Oczywiście, w czasopismach niżej punktowanych ponoć nauki jest mniej. Tak wiec mamy periodyki za: 70 pkt. ,  40 pkt. i 20 pkt. oraz pozostałe, których nie wymienia się nawet z nazwy, bo i po co, skoro są nienaukowe - zdaniem urzędników resortu oraz KEN.     

Trudno, żeby minister P. Czarnek wraz z uległą mu i pozorujący jakościową analizę naukowości czasopism naukowych Komitet Ewaluacji Nauki przyznał wszystkim po 200 punktów. Mowy nie ma. Komitet Centralny Polskiej Zjednoczonej Partii Redakcyjnej zlitował się nad polskimi naukowcami, przypisując np. czasopiśmienniczej pedagogice następujący poziom nauki w nauce:

70 pkt - 296  

40 pkt. - 319 

20 pkt.  - 720

Gdyby tylko analizować te dane statystycznie, to widać, że proporcje są wyraźnie pseudonaukowe. Co to oznacza?
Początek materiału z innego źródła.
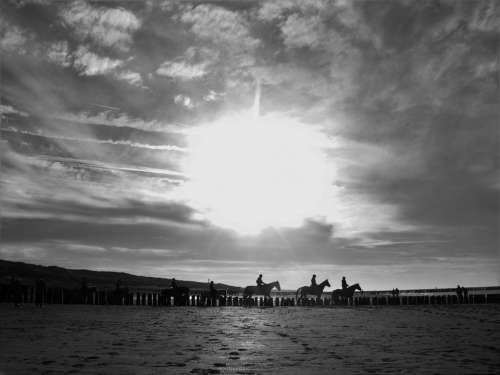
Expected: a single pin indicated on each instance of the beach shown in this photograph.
(57, 339)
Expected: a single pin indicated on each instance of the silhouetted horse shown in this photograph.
(307, 290)
(264, 290)
(212, 295)
(181, 293)
(344, 294)
(120, 295)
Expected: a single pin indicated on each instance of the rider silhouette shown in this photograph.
(259, 281)
(344, 283)
(313, 282)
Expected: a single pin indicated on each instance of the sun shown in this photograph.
(250, 172)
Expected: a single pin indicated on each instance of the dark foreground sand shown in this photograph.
(145, 340)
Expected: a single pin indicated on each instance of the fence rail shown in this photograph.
(28, 294)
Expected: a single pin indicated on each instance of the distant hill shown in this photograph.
(63, 277)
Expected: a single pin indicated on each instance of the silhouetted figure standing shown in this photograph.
(213, 292)
(313, 282)
(84, 290)
(344, 283)
(40, 289)
(259, 281)
(211, 287)
(459, 293)
(16, 290)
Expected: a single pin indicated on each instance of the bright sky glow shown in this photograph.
(248, 173)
Nie mniej, nie więcej, tylko ręczne, polityczne, bywa, że i interesowne sterowanie całą punktacją. 

Dyskusję na temat aspektów prawnych tego przedsięwzięcia, kulturowych, narodowych, światopoglądowych, osobistych tego procederu pozostawiam tym, którym chce się walczyć z wiatrakami interesowności władzy.  

Uczymy młode pokolenie, że jak znajmy zostanie  kiedyś ministrem czy wiceministrem (kazus b.wiceministra Szumowskiego), to "załatwi" 200 pkt czasopismu, które ktoś będzie wydawać lub w którym będzie chciał publikować. Nie o naukę tu chodzi. Wszyscy już to wiedzą, nie od dziś.